All women know the insecurities and anxieties aka the "beauty secrets" of Girls Aloud. Their admissions that they don't like themselves aren't meant to provoke questioning, but instead recognition and comfort in the reader. Girls Aloud are just like you, the average female reader. Feel insecure, dissatisfied, ugly? Hey, don't worry so do these famous women! So why don't you all go off and consume, cut open and starve yourselves together? That's the message this article wants to get across.
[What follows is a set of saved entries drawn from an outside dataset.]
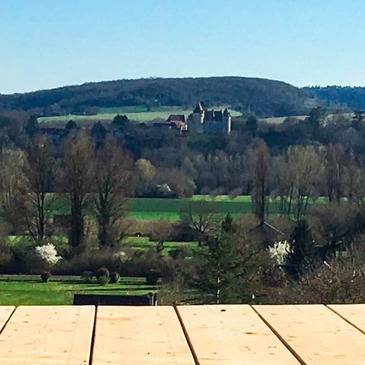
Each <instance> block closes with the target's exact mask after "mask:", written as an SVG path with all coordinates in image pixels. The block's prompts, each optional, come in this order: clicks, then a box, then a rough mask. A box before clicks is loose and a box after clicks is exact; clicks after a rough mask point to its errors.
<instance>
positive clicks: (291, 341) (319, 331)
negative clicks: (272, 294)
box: [254, 305, 365, 365]
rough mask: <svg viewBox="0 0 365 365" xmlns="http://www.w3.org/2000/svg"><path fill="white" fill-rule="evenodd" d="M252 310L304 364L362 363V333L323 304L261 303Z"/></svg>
mask: <svg viewBox="0 0 365 365" xmlns="http://www.w3.org/2000/svg"><path fill="white" fill-rule="evenodd" d="M254 309H255V310H256V311H257V312H258V313H259V314H260V315H261V316H262V317H263V318H264V319H265V320H266V321H267V322H268V323H269V325H270V326H272V327H273V328H274V329H275V331H277V333H278V335H280V336H281V337H282V339H283V340H284V341H285V342H286V343H287V344H288V345H289V346H290V347H291V348H292V349H293V350H294V351H295V353H296V354H298V356H299V357H300V358H301V359H302V360H303V361H304V363H305V364H308V365H317V364H318V365H326V364H331V365H336V364H341V365H344V364H349V365H350V364H351V365H355V364H359V365H360V364H361V365H363V364H365V346H364V344H365V335H363V334H362V333H361V332H360V331H358V330H357V329H356V328H354V327H353V326H351V325H350V324H349V323H347V322H346V321H344V320H343V319H342V318H341V317H339V316H338V315H336V314H335V313H333V312H332V311H331V310H330V309H328V308H327V307H325V306H324V305H276V306H265V305H263V306H254Z"/></svg>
This article compounds the notion that women are supposed to hate themselves, are supposed to give themselves low marks out of 10, are supposed to be on diets and consider surgery. We can't just be, we can't, horror of horrors, just learn to start accepting ourselves as we are. Any woman who professes not to diet is eyed with suspicion. A woman who doesn't wear make-up or shave isn't recognised as someone who is comfortable or at least on a journey of getting to be comfortable with her real self, but a "man-hating dyke." We're supposed to experiment with different shades of eye-shadow, not with growing our underarm hair, even though underarm hair is a natural sign of femaleness, where's an eye-shadow is just a bunch of man-made petrochemicals. Some women will say they wouldn't go under the knife, but often only because "it's too expensive" or "would leave a scar", not because they think they are fine as they are.
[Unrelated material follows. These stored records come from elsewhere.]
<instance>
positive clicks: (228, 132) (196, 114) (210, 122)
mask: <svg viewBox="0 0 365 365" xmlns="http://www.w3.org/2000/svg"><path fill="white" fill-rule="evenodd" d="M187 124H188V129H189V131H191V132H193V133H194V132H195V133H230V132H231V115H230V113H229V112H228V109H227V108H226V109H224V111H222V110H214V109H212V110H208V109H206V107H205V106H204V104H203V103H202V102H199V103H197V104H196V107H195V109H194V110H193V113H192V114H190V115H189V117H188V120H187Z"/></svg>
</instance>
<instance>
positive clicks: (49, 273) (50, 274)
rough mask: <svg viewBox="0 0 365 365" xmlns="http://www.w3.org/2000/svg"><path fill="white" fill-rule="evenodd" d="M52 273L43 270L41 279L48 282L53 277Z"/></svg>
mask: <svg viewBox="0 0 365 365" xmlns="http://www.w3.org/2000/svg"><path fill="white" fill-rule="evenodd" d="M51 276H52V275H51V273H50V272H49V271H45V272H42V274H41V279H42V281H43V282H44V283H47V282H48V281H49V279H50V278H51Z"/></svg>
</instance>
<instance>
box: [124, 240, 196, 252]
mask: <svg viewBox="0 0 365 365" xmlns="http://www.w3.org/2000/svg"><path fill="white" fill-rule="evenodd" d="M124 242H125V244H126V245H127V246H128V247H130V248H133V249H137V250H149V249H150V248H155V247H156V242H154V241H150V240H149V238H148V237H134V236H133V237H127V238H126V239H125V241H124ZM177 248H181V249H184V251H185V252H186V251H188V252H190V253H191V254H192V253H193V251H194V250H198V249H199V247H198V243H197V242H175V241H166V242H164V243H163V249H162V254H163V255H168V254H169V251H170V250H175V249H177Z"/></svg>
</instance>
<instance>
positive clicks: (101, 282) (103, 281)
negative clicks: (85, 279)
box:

So while the Girls Aloud article highlights the anxieties women have with their appearance, it doesn't question or critique where these come from. It's not supposed to. Instead, it fulfils the same function as articles and advertorials that want us to believe that patriarchal, corporately produced beauty products and practices can be positive and empowering. They go hand in hand. Articles like that critiqued here serve to normalise women's anxieties and means of alleviating them, making room for the adverts pushing the lotions, waxing strips and surgery to come along and provide the remedies for these women's low self-esteem.
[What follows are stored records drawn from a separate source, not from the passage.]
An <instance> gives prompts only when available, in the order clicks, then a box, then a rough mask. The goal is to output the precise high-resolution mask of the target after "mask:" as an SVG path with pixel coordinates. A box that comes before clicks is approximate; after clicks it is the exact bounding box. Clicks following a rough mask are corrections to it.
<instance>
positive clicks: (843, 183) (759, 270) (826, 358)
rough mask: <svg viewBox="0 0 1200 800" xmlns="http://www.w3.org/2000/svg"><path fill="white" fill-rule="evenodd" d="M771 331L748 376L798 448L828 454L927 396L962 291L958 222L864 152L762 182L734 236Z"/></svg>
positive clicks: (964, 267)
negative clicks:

So what to do? Some women provide examples of an alternative to homogenous, patriarchal standards of beauty every day by simply walking out the door make-up free and with their armpits unshaven. Such acts consist of simply being ourselves and show that femininity and womanhood doesn't have to only mean looking like her over there on that magazine cover. Perhaps what we also need is to start encouraging more media literacy, particularly among girls of secondary school age. Imagine the seeds that could be planted, the potential impact that could be had if girls, around the age the beauty myth starts to descend, were exposed to the truth of the beauty lies and beauty secrets. If they were to learn that subscribing to one ideal isn't all it's cracked up to be, would they be less willing to starve themselves and worry about their looks and instead answer the question "consider cosmetic surgery?" with an emphatic "no way!"?